Sunday, November 13, 2011

About the Suit that Didn't Fit

Miracles happen everyday. Often we are so distracted, so consumed with our daily cares, with our long-term goals and objectives, that we miss the most vibrant occurrences before our eyes. When your vision is focused on the elusive "somewhere," we forget what is here and now. We forget to listen to our inner voice.

This story began when I purchased a ravishing mint-green Tahari suit, discounted to quite a reasonable price at an outlet. Growing up in a financially strapped household, I had long learned to pick up varieties of apparel on sale and finding a use for them later on. This classically tailored, sartorial wonder had the workmanship worthy of a designer label and I was ecstatic at my purchase. Of course, it didn't hurt that I had an excellent seamstress whose hands were magical. Her creations were ash rose chiffon, lime green satin, and champagne silk, to name a few (none of which were for me.) She only did my alterations.

I called her and discovered that she had given up sewing for the past year. Disappointed, I asked why and the culprit was cataracts, which blurred her vision and she is now unable to thread a needle. As I hung up the phone, I said a silent prayer for her, a woman whose identity was defined her ability to stitch and sew. I wondered what she would do next.

Then I thought of my mother. My mother was under the care of one of the most renowned opthamologists in the state, and her appointment was in November. (It was currently March). I had a nagging feeling, an uncanny insistence that she needed to see the physician earlier, but since he was so esteemed, his earliest available appointment was nine months later. I had repeatedly tried to move her appointment up, to no avail. On a whim, I called his office again. Apparently, there was a cancellation a few minutes before and I scheduled an appointment for my mother the following week.

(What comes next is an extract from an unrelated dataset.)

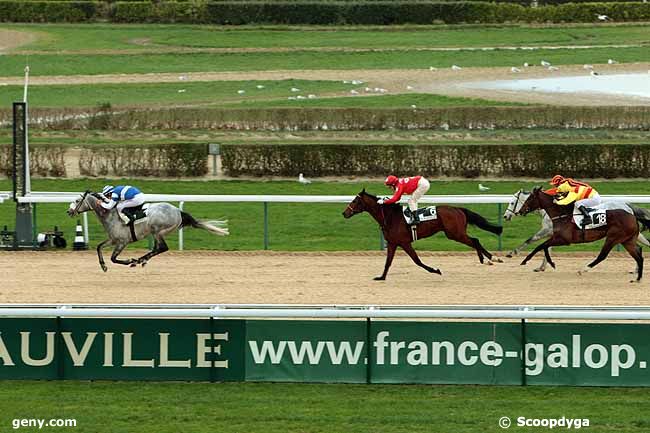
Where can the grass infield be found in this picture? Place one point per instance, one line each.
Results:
(121, 407)
(299, 227)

On her visit, she was diagnosed with close angle glaucoma and was in immediate danger of losing her vision. Apparently, the pressure build-up in her eyes had increased so dramatically and quickly in the past few months that there was no possibility for the eye surgeon to predict it. She had been experiencing blurry vision, headache, and nausea, but she just thought it was a bad winter healthwise. We had no idea it was caused by glaucoma.

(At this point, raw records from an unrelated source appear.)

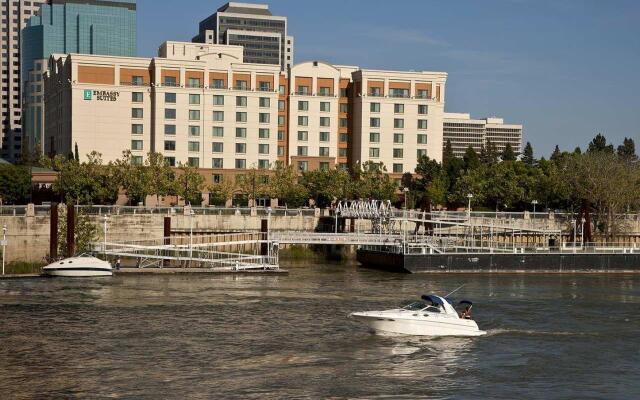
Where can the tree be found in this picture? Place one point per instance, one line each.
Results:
(627, 150)
(527, 155)
(189, 184)
(508, 154)
(599, 143)
(15, 184)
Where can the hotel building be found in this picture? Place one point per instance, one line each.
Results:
(202, 104)
(463, 132)
(15, 15)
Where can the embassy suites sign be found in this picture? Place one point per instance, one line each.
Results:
(101, 95)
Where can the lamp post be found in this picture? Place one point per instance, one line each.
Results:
(4, 245)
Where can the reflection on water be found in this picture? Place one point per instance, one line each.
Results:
(289, 336)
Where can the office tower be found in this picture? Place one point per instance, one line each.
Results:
(252, 26)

She was promptly scheduled for emergency laser surgery in the next few days. My mother, being one of a relaxed nature, had wanted to know if the surgery could wait until after Easter. My surgeon's response was "Don't blame me if you go blind."

Post-surgery, she emerged bright-eyed and luminous. And I am forever thankful to that inner voice, that intuition, the guiding spirit which insisted on making that fateful phone call. For once, I am aware of what was averted.

That's the funny thing about intuition. It inevitably binds you to those you love, despite distance and time, awakening you to any potential danger they may face. And you find that you are never alone; they are always with you. Perhaps that is the true miracle, how human emotion spans any geographical length and all barriers of reason, to be united to the source and the recipient of love.